©Simone D. McCourtie/World Bank

Protéger le travail des femmes

La moitié de la main-d’oeuvre mondiale, soit 1,5 milliard de travailleurs et de travailleuses, occupe des postes vulnérables. Avec la crise, plus de 100 millions de personnes, principalement des femmes, sont venues gonfler les rangs des « travailleurs pauvres », ceux dont le salaire ne suffit pas à satisfaire les besoins essentiels.

La moitié de la main-d’oeuvre mondiale, soit 1,5 milliard de travailleurs et de travailleuses, occupe des postes vulnérables. Avec la crise, plus de 100 millions de personnes, principalement des femmes, sont venues gonfler les rangs des « travailleurs pauvres », ceux dont le salaire ne suffit pas à satisfaire les besoins essentiels.

D’après un important rapport de la Confédération syndicale internationale (CSI) publié en 2011, si hommes et femmes ont souffert à peu près autant de la première phase de la crise, les femmes sont plus nombreuses pendant cette deuxième vague à perdre leur emploi ou à devoir se contenter d’emplois précaires, temporaires et informels. Les femmes sont plus frappées par le chômage, le sous-emploi et la réduction imposée du nombre d’heures travaillées.

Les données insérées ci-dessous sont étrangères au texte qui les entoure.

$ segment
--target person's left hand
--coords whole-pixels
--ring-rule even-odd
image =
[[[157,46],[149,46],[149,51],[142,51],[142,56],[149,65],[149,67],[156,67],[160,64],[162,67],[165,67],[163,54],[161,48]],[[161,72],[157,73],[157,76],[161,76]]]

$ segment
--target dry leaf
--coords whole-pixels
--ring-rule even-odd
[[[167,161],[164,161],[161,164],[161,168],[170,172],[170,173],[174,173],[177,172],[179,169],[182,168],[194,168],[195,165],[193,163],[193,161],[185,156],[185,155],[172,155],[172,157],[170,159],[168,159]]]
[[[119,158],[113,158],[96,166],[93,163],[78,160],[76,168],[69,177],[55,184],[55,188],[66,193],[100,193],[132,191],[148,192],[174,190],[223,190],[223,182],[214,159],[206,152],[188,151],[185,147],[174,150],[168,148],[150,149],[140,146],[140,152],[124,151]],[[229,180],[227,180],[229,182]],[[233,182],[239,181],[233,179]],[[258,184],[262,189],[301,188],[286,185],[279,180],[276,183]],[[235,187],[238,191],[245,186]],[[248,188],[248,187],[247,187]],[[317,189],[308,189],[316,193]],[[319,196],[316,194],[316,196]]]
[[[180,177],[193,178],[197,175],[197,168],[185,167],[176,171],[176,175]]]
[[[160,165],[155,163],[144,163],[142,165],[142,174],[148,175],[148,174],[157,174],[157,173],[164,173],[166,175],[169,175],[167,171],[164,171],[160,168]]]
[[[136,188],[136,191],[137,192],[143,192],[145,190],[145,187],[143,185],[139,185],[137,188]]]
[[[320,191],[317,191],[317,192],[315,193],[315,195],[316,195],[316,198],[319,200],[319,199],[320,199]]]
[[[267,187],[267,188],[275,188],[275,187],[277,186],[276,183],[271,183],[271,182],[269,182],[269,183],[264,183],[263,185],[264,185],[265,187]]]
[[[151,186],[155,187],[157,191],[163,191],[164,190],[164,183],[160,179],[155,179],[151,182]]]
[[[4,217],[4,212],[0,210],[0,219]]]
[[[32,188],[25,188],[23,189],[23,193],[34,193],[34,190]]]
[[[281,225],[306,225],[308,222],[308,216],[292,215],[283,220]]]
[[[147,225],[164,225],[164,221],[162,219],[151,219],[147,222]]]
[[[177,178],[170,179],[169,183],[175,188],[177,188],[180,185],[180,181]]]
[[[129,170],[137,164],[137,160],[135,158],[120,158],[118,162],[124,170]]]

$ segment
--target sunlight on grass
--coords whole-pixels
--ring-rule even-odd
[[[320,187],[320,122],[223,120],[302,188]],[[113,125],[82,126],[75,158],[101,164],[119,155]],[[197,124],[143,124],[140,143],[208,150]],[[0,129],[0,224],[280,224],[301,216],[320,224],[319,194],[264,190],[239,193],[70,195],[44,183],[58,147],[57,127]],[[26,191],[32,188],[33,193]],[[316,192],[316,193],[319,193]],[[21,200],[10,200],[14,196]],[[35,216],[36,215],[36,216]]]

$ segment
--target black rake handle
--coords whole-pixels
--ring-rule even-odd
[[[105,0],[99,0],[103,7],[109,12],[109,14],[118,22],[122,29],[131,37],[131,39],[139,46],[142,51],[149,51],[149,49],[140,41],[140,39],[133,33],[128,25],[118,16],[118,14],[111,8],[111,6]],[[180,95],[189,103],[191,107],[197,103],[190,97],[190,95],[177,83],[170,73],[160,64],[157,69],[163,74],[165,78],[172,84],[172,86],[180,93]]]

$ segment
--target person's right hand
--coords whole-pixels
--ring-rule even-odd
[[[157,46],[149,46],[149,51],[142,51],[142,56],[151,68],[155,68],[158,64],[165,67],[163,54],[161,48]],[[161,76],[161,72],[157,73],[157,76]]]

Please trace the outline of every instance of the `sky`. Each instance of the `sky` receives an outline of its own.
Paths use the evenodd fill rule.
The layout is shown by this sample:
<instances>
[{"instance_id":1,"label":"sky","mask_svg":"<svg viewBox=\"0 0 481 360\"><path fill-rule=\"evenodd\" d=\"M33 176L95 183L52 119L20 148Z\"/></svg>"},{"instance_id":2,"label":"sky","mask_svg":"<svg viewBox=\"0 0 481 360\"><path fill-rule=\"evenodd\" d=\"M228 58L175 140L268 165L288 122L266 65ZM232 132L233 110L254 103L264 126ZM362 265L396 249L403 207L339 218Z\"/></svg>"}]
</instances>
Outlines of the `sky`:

Ces remises en question d’avancées chèrement acquises dans les politiques pour l’égalité et contre la discrimination ont de lourdes répercussions sur la vie des femmes. Partout, les mesures d’austérité, les atteintes aux droits syndicaux et les restrictions menacent gravement les droits des femmes et leurs chances dans l’emploi. Les actions contre la discrimination sexuelle, l’inégalité salariale, le harcèlement sexuel et les violences faites aux femmes, ainsi que les mesures en faveur des femmes enceintes, des mères au travail, des aidants et de la santé des femmes, sont de plus en plus souvent critiquées et reléguées au second plan. L’Organisation internationale du travail (OIT) a relevé une augmentation du nombre de plaintes pour discrimination au travail, alors même que des restrictions frappent les organismes d’inspection et que la crise menace de creuser davantage les inégalités. L’OIT souligne aussi qu’aux formes traditionnelles de discrimination, comme l’écart salarial entre hommes et femmes, s’ajoutent maintenant de nouvelles injustices : du fait de leur situation financière précaire, les femmes jeunes, célibataires ou divorcées et migrantes sont les premières victimes du harcèlement sexuel.

En 2009, la première Conférence des femmes de la CSI, qui réunissait 450 déléguées de 102 pays, appelait à une action très ciblée. Rappelant la résolution sur l’égalité hommesfemmes prise à la Conférence internationale du travail (CIT) la même année : « Les crises ne doivent pas servir d’excuse pour accroître les inégalités ou affaiblir les droits acquis par les femmes », elle exhortait aussi à l’application du Pacte pour l’emploi : « maintenir les femmes et les hommes dans l’emploi, soutenir les entreprises, accélérer la création d’emplois et la reprise de l’emploi tout en préservant les systèmes de protection sociale, particulièrement pour les plus vulnérables, et en intégrant la problématique hommes-femmes dans toutes les mesures. » Enfin, elle préconisait d’agir sur différentes fronts : syndicalisation des travailleuses ; négociation collective, dialogue social et égalité hommes-femmes ; justice économique et sociale ; changement climatique et sécurité alimentaire ; normes fondamentales du travail ; représentation des femmes au sein des syndicats.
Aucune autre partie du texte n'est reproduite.